For those of you who will be interviewed by press and/or reporters, here are some Interview Boundaries and Ideas to Help You Discuss FAS/E by Teresa Kellerman (©1999 FAS Community Resource Center) .
* Use "people first" language. Put the person first and the disability second. Please do not refer to our children as FAS kids. They are CHILDREN with Fetal Alcohol Syndrome or people with alcohol related neurological disorderss. We are parents who cope with FAS/ARND.
* Avoid judgment. Try not to lay blame on the birth mother. Instead of saying "child abuse in the womb," say "exposure to alcohol before birth." If we are going to blame anyone, we can blame the alcohol industry (which has a great deal of control over congress and the television industry).
* Be positive. People are more likely to listen to and remember a message that is phrased with positive language rather than negative language, even if the negative message is an important one, like "Don't Drink During Pregnancy." Instead, try such positives messages as "It is best for the baby if mom stays alcohol free."
* Know your facts. If you are going to make statements about how prevalent FAS is, have your fact sheet nearby with sources to back up what you say. A good single source of stats and facts can be found in the FAS QUIZ which has the sources right there on the answer page. This can be handed to the reporter after the interview. (prints out two pages when margins are set to 3/4") http://www.come-over.to/multiplechoice/fasquizprintout.htm
* FAS is the leading known cause of mental retardation in western civilization (US and Canada, Europe, Australia). Incidence is 1/500 according to the World Health Organization. But FAS is NOT the leading cause of MR in the world. That would probably be malnutrition and dehydration in third world countries. Prenatal alcohol exposure is *probably* the leading cause of neurological disorders (FAS and FAE), seriously affecting 1 out of 100 people in the U.S. (Streissguth).

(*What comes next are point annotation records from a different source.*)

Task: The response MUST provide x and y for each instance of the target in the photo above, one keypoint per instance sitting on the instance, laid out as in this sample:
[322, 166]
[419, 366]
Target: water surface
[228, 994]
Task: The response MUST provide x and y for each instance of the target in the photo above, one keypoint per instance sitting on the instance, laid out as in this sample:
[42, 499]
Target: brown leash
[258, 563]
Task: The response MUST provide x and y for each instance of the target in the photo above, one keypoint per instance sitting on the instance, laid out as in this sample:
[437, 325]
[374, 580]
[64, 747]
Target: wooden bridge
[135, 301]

* Alcohol causes more damage to the brain of the developing baby than any other substance, including heroin, marijuana, and cocaine. (Institute of Medicine 1996 Report to Congress)

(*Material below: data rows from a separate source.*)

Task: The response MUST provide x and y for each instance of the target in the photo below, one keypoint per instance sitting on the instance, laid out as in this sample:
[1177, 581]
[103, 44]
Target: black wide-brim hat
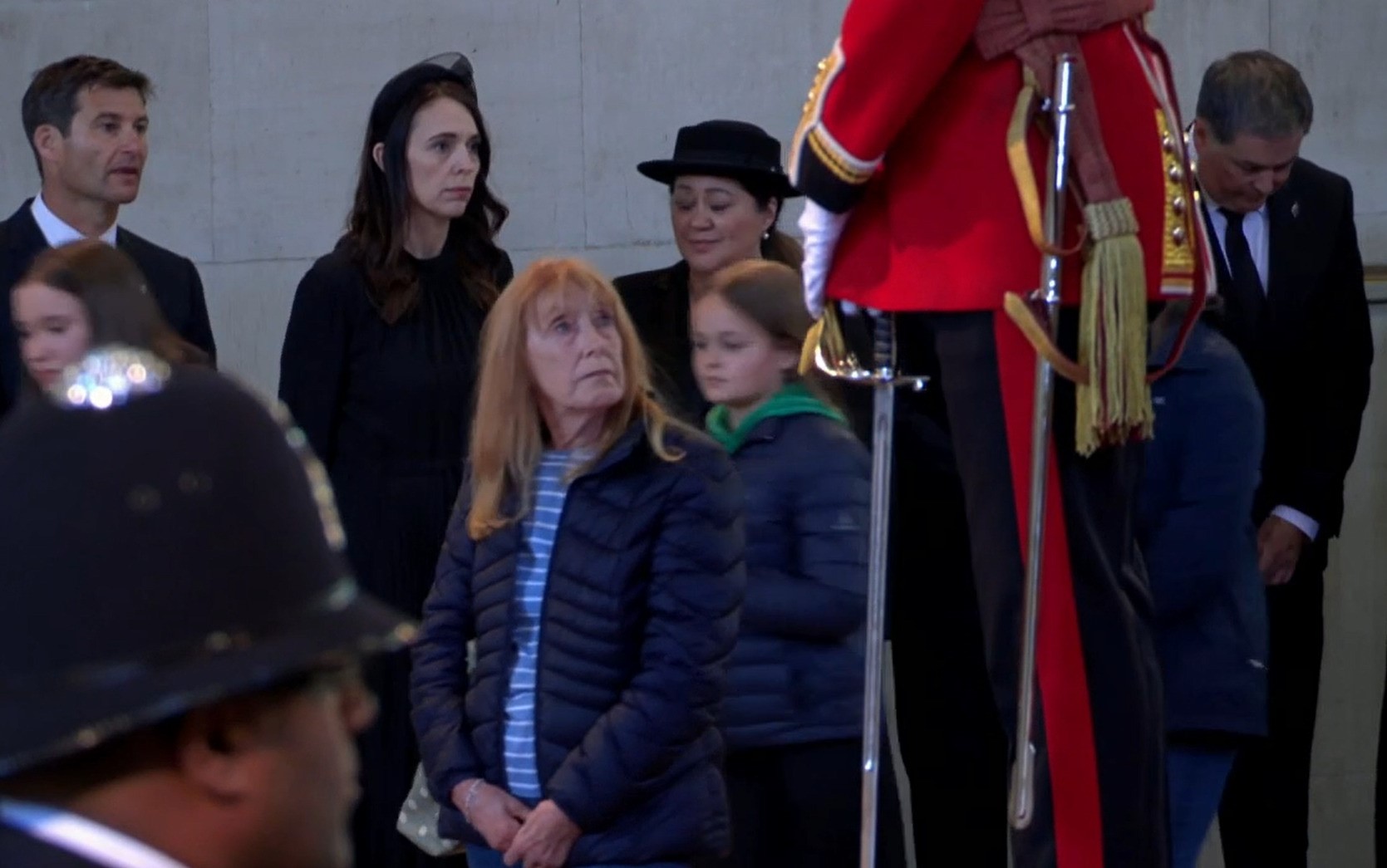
[167, 540]
[725, 149]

* Pass out posters. Use the mini-poster designed just for FAS Awareness Day. The "Be Good To Me" flyer has a nice positive message on it. You can add your own name and number as a contact person. (one inch margins) http://www.come-over.to/FAS/fasdayposter.htm Full size posters can be ordered from the FAS Store at http://www.come-over.to/FAS/store/
* Wear your FAS KNOT. It will only take a minute to make. Be sure to print out the paragraphs that explain the story behind it. http://www.come-over.to/FASWORLD/fasknot.htm
* Plan ahead. Be prepared to hold an informational presentation or support group gathering for those who wish to learn more or who would like to connect with others involved with caring for individuals with FAS/FAE. It would be nice to already have a free library room reserved for this purpose and hand the info to the reporter. Helping isolated parents connect with other isolated parents will make a HUGE difference for kids in your community, and will give substance to group efforts to change policies and laws locally.
* Use just a few handouts. Too much paper will just be thrown away and not read. Use the interesting flyers with the pictures. Several to choose from here: http://www.come-over.to/FAS/brochures/
* Direct them to the Internet - that's where all the action is. Be sure to tell them about FASLINK and other Internet support groups http://come-over.to/FAS/fasonline.htm and give them the websites for FADU http://depts.washington.edu/fadu/ and FASWORLD http://www.fasworld.com. In Canada, refer them to Bruce's site http://www.acbr.com/fas/. In the US, refer them to the FAS Community Resource Center http:/www.come-over.to/FASCRC
* Be yourself. Even if you donít have a PhD or an MA, you are an expert when it comes to FAS. If you know your subject, then that is all the confidence you need. If you donít know enough about it to feel comfortable, then turn the interview over to someone else.